I'd love to see an accessible paper that shows coal is as clean as and still cheaper than nukes that isn't from a loon, including the cost of storing that arsenic, cesium and other "nasty stuff" that goes up the coal plant smokestack, unfiltered, much less recapturing the CO2 in any fashion.

Most coal plants nowadays use filters which get almost anything out except the CO2. Some of the stuff like sulphur oxides can even be turned into useful stuff like plaster. Extracting the CO2 is currently work-in-progess. The costs for both types of energy are almost the same. Give or take a cent, varies from country to country.

Comment Re:Energy Independence (Score 1) 438

Yes, the radioactivity near coal plants is higher than near nuclear plants due to the radioactive isotopes of carbon as well as differrent contaminations in the coal. Although this is almost negligible in comparison to the dose you get from medical examinations for example.

Most nuclear waste is _not_ usable in other reactors, i.e. the fission products are itself radioactive, yes, but not fissile. For a powerplant you can't just throw in any radioactive material, only few are able to sustain a chain reaction.
Breeding reactors do not use the fission products. The pellets contain non-fissile material like U238 which is transformed by the neutrons into fissile material. If this is fissioned you have to replace it, too.

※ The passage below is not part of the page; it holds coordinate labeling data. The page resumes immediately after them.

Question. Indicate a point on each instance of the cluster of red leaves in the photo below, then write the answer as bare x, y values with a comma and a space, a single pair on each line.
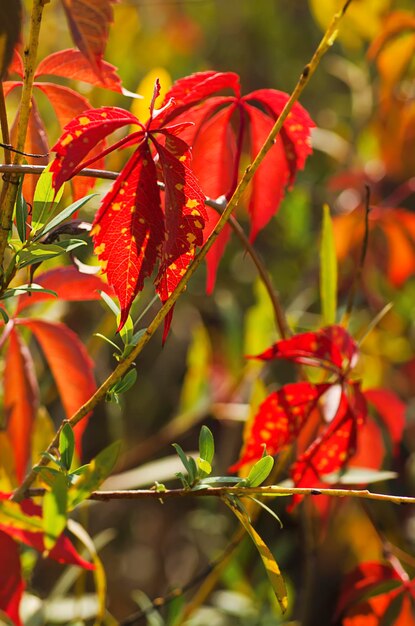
68, 361
395, 605
222, 126
66, 103
325, 419
132, 229
11, 581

Anyway, breeders are not really used today due to other potential security issues (e.g. liquid sodium), about a handful worldwide.

Even modern reactor types can go critical, there is no absolute safety if you rely on a chain reaction. You can only design the core such that a meltdown is highly improbable. Therefore most reactors have a ceramic basin underneath the core which is especially built to catch it in case it melts.

Comment Re:Still problems? (Score 3, Interesting) 438

I'd say building a laser capable of firing with this frequency is the smaller problem. They're already designing the next generation of lasers which can do this (see HiPER). IMHO the targets pose a way larger problem. Right now they are all hand-crafted and hand-picked. Target laboratories produce maybe a few dozen per day but a full blown reactor needs about half a million per day! And since they are cryogenic you have too cool them until the very last moment before the laser hits them. The latest system to do this takes ~ 3 hours to bring a single target in place. Even if you fire them with a some kind of gun into the target chamber you have to ensure they are aligned on a micron scale in a chamber with about 10m diameter (NIF).

So far this was of big deal as laser experiments have always been single shot experiments. Current big lasers can shoot only once in a few hours, plenty of time to prepare each shot and align the target. High reprate lasers (with high energy) only start to emerge and people begin to focus on high reprate target production.